What happens when you ask a question of a class full of students, and . . . no . . . one . . . answers? You look around the room to find that all eyes are averted from your gaze. “If I make eye contact with her,” they think, “she will surely call on me to answer that question.” Some of us may be perfectly fine waiting for a response, asking the question in another way. But many of us, I suspect, would prefer to fill up that silence with answers.
Putting aside our own discomfort with silence, we wonder what could be happening here. It’s possible that students need a few moments to process a response to your brilliant, thought-provoking question. It’s possible that they simply aren’t prepared to answer. It is also possible that your question was, well, not a good question. And then what happens if we jump in and answer it for them? What message does that send?
Over the years, I’ve found a number of ways to either structure a less silent class or be comfortable with silence. Asking students to do more than read the textbook or articles before class is one good solution. Ask them to write a response to the reading, to participate on a discussion board, or to work in small groups before a larger class discussion. All of these activities help students think through the content before you pose those thought-provoking queries. When students have had a chance to think through some ideas and articulate them in other ways, they may then feel more comfortable sharing with the larger group.

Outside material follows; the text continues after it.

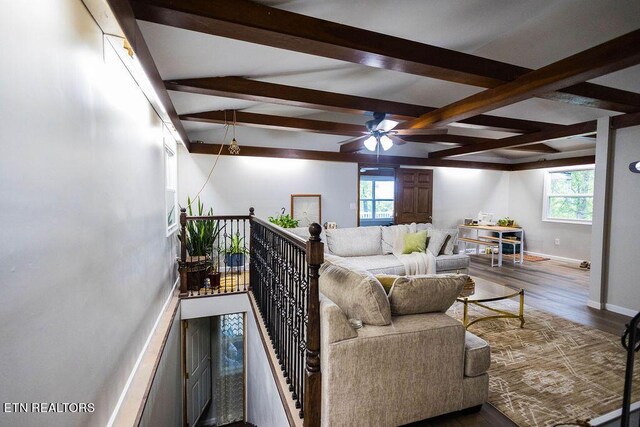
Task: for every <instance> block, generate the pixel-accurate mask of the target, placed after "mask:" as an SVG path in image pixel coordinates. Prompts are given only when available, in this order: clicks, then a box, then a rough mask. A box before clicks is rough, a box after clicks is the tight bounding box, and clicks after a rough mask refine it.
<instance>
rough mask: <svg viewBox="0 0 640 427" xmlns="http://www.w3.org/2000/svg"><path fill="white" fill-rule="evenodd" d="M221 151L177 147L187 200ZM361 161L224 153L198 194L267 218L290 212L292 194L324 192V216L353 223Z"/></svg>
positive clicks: (207, 198)
mask: <svg viewBox="0 0 640 427" xmlns="http://www.w3.org/2000/svg"><path fill="white" fill-rule="evenodd" d="M216 157H217V156H214V155H208V154H189V153H187V152H186V150H184V149H182V150H179V157H178V182H179V184H178V185H179V188H178V195H179V200H180V204H181V205H182V206H186V204H187V203H186V201H187V196H188V195H189V196H191V197H194V196H195V194H197V192H198V190H200V188H201V187H202V186H203V185H204V183H205V181H206V179H207V176H208V175H209V171H210V170H211V167H212V166H213V164H214V162H215V160H216ZM357 181H358V166H357V165H356V164H354V163H338V162H320V161H314V160H299V159H270V158H261V157H233V156H220V158H219V160H218V164H217V166H216V168H215V169H214V171H213V174H212V175H211V180H210V181H209V183H208V184H207V186H206V187H205V188H204V190H203V191H202V193H201V194H200V198H201V200H202V202H203V203H204V205H205V208H208V207H209V206H212V207H213V209H214V211H215V213H216V214H217V215H234V214H240V215H243V214H248V213H249V208H250V207H252V206H253V207H254V208H255V210H256V215H257V216H258V217H260V218H265V219H266V218H267V217H268V216H271V215H276V214H278V213H280V209H281V208H282V207H284V208H286V210H287V213H291V194H321V195H322V222H325V221H333V222H336V223H338V227H341V228H344V227H355V225H356V219H357V218H356V216H357V210H356V209H351V204H354V205H355V203H356V202H357V200H358V197H357Z"/></svg>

Additionally, learn to be comfortable with silences yourself. Tell the students, “I’m going to let you think about that.” Then count to ten slowly. Take a few sips of coffee and move around the room a bit. Pose the question again, and then see what they come up with.

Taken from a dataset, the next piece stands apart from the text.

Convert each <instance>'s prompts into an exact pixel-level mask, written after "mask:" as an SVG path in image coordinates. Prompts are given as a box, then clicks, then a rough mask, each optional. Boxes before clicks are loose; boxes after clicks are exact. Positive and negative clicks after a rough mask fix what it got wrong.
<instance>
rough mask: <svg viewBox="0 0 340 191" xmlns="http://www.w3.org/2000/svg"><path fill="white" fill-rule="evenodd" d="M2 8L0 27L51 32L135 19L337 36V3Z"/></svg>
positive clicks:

Silences can be telling. That’s true in relationships, in politics, and in teaching. Learning to listen carefully to the silences – and noticing when they occur – will help us move beyond frustration and discomfort. It will assist us in figuring out the best way to help students think deeply and articulate their thoughts.
“On the first day of class, almost every student seems frozen yet eager to scrutinize their new professor. I often make it my goal to have every class buzz with interactions among the students by the end of the semester. They might come to class for their professor and the content, but I’m even happier when they come to see their friends, some of whom might end up being in their circle of support for semesters to come. I always take time on the first or second session of my classes to have the students introduce each other and ask them to report something unique about the person they interview. I also joke that part of their final will be to know each other’s name, provided the class is a reasonable number.
I make it a point of breaking down my lectures to study questions which I give to my students before we discuss a topic. Then I assign students to a group where they decide which part of the question each one of them will be responsible for. I also have them write their answer and submit it when we have completed our discussion. The questions I ask pertain to those to which they have already worked on. When students have had the opportunity to think about the questions, discuss responses with their classmates, and write about them, we are able to collectively break the silences.”